We’ve already written about the fact that discovery applies to established companies, not just startups. In this post, I want to explore the special case of running discovery at companies in highly regulated industries (and more broadly, companies with very strong internal governance policies) like financial services and healthcare. These industries have strong consumer and patient protection laws. The laws impact the products that can be put into the market, but they might also affect the discovery process itself. As a result, companies in these industries often have complex approval processes just to run a single experiment.
Unfortunately, too many product managers and their constituent teams simply accept this state of affairs and decide that discovery isn’t worth the effort. The lawyers are in charge.
To be fair, the lawyers are responsible for protecting the company from certain types of business risk like litigation, regulatory fines, and brand reputation. They are doing what they understand is best for the company given their charter, and it’s a vital job. What product managers and teams must realize though is that they are protecting the company from another kind of risk, namely creating products that fail to deliver value to their customers and in the market. Discovery is the by far the best tool they have to mitigate this risk.
So what should you do if you find yourself in this situation?
First, you should realize that simply saying “the lawyers said ‘no’” is never an adequate excuse for foregoing discovery. You must understand the details of why your stakeholders have their positions. This means reading and understanding the relevant regulations yourself so that you can develop an approach that works within the constraints. I’ve noticed that many PM’s find regulatory impediments are more perceived than real once they’ve dived in and understood the situation. Some regulations are prescriptive, but some are open to different interpretations that preserve the spirit of their protections.
You should also remember that not all discovery techniques carry the same level of risk. A product team for a consumer bank may not be able to run a landing page test (where users believe they are signing up for something only to find out later that it doesn’t yet exist), but this doesn’t mean the team can’t run qualitative user tests with a handful of customers or prospects. Once you understand the regulations and the real constraints they provide, there are usually tools or variations that can work.

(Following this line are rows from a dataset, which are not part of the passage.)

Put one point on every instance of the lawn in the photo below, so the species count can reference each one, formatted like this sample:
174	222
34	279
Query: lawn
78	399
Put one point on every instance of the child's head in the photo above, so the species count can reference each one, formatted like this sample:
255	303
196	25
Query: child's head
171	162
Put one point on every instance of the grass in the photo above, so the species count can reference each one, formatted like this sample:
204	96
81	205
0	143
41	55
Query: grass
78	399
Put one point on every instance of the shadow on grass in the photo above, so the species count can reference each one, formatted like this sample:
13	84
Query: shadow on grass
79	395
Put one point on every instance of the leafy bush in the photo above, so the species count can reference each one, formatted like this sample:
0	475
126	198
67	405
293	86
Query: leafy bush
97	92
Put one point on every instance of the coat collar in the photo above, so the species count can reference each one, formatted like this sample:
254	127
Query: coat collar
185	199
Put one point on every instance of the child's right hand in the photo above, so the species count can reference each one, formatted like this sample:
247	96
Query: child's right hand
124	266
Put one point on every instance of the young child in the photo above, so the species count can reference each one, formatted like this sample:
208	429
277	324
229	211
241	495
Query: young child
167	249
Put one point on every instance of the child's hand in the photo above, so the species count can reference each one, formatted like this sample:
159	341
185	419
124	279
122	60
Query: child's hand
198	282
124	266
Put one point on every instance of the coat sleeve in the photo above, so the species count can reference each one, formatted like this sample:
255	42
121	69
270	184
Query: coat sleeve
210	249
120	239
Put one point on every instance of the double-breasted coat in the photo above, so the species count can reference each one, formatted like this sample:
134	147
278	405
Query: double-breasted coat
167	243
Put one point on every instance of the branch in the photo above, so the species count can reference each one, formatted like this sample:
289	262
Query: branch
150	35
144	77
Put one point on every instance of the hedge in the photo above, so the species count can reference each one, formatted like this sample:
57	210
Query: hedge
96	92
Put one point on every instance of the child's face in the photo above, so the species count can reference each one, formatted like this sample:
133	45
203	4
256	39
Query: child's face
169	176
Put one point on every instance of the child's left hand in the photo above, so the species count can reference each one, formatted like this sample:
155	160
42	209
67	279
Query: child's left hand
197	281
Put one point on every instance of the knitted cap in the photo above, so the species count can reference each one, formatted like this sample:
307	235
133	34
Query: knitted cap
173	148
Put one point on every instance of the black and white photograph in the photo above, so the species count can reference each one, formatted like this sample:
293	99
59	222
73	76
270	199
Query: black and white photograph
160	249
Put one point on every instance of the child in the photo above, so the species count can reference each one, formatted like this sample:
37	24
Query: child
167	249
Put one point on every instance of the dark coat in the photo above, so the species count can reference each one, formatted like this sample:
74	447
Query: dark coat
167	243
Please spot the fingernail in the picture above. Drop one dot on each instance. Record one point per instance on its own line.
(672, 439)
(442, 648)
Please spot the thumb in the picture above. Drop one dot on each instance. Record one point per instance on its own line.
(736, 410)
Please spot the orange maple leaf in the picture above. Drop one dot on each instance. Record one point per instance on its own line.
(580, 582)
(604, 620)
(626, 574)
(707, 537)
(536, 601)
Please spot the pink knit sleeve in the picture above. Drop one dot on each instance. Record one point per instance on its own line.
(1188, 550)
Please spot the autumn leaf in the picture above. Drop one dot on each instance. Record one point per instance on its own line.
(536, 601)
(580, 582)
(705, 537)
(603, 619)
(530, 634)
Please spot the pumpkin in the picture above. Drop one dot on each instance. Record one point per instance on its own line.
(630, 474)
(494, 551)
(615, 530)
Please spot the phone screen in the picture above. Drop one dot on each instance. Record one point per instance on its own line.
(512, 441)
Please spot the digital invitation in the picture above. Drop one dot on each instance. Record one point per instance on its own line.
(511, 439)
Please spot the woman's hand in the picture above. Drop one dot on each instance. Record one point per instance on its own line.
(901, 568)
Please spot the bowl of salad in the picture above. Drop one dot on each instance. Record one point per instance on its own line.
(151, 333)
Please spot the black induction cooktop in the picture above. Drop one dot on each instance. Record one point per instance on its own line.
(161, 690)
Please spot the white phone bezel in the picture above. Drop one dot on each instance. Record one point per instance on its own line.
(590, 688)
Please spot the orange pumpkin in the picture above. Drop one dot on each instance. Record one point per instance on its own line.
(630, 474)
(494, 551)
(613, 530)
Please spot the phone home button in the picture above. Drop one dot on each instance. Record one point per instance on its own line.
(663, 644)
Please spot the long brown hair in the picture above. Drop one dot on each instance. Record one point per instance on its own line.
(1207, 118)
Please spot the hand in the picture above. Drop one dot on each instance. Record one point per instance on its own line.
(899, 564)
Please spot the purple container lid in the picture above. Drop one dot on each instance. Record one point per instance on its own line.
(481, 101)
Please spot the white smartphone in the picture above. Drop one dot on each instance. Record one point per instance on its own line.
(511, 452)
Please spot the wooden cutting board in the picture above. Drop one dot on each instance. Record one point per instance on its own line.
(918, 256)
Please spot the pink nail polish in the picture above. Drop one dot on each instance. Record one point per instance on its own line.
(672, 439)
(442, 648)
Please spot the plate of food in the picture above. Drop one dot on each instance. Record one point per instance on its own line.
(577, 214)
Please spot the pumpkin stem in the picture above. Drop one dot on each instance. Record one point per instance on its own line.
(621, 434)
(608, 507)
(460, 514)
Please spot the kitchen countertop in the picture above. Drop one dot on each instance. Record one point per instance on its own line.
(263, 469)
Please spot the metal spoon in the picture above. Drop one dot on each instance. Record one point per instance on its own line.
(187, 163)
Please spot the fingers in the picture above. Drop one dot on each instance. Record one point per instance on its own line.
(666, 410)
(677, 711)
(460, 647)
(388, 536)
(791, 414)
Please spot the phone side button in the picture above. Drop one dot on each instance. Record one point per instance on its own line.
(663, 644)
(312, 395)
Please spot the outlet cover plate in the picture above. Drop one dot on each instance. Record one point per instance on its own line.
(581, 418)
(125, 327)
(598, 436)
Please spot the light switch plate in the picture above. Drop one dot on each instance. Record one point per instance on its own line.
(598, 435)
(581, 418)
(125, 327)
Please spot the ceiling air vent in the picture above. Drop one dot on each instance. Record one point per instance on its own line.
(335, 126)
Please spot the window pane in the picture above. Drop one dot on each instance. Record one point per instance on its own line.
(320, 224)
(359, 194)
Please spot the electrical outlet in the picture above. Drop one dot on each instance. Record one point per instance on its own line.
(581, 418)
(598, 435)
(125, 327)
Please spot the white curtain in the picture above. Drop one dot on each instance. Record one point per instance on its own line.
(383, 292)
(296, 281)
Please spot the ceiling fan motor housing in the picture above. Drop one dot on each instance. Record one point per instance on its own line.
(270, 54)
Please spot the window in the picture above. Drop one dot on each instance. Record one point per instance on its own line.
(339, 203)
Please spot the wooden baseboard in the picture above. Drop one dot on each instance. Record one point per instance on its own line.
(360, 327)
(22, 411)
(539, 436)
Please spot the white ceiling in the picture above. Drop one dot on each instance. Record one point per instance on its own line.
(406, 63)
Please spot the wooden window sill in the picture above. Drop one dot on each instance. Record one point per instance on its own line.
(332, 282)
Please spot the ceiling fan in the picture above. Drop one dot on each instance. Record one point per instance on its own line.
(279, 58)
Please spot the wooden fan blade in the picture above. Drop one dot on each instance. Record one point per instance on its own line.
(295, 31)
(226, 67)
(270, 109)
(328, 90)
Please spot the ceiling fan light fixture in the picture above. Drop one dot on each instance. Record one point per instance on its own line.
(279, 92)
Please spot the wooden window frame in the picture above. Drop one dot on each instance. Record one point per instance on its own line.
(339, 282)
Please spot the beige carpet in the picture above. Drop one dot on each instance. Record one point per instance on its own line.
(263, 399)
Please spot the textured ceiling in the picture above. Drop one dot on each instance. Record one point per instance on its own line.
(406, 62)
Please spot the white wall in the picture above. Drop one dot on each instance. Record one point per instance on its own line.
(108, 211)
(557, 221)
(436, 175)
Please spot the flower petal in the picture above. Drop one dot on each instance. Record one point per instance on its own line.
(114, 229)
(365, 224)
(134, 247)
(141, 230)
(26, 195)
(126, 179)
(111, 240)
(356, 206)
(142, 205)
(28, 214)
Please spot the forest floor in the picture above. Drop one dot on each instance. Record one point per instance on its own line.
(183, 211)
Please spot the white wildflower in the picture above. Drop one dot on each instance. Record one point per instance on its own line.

In dealing with your lawyers, demonstrate to them that you understand the regulatory situation and propose techniques that work within those constraints. Many of the tools of discovery can be run on an “opt-in” basis where customers willingly agree to use a live-data prototype or an in-person interview and user test with a user prototype. While this is not as predictive as a fully-blind A/B test, these techniques will still reveal invaluable insights about your solution. More importantly, they are rarely a problem for the lawyers.
If you’ve done all these things, but your legal department still insists on approving every single decision, you may be able to improve efficiency by agreeing to an informal playbook of how the product team will operate in discovery. The point of this is not to insert more process, but to make the existing process more efficient. Rather than treat each decision the same, the playbook describes different discovery circumstances and corresponding levels of required approval. When done well, many discovery tests require little to no review, while the truly risky ones would get the bulk of the attention.
As a general rule, I always recommend maintaining an ongoing relationship with all your stakeholders; that is to say, with anyone who may veto your product decisions. Find reasons to meet with them regularly, not just when you need something. Not only does it provide a foundation for quicker resolution of approvals, it gives you an opportunity to educate them on the importance of discovery as well as how it’s done. At the end of the day, they are interested in creating a successful company, just like you. If they understand what you’re trying to do with discovery, they can be part of the solution.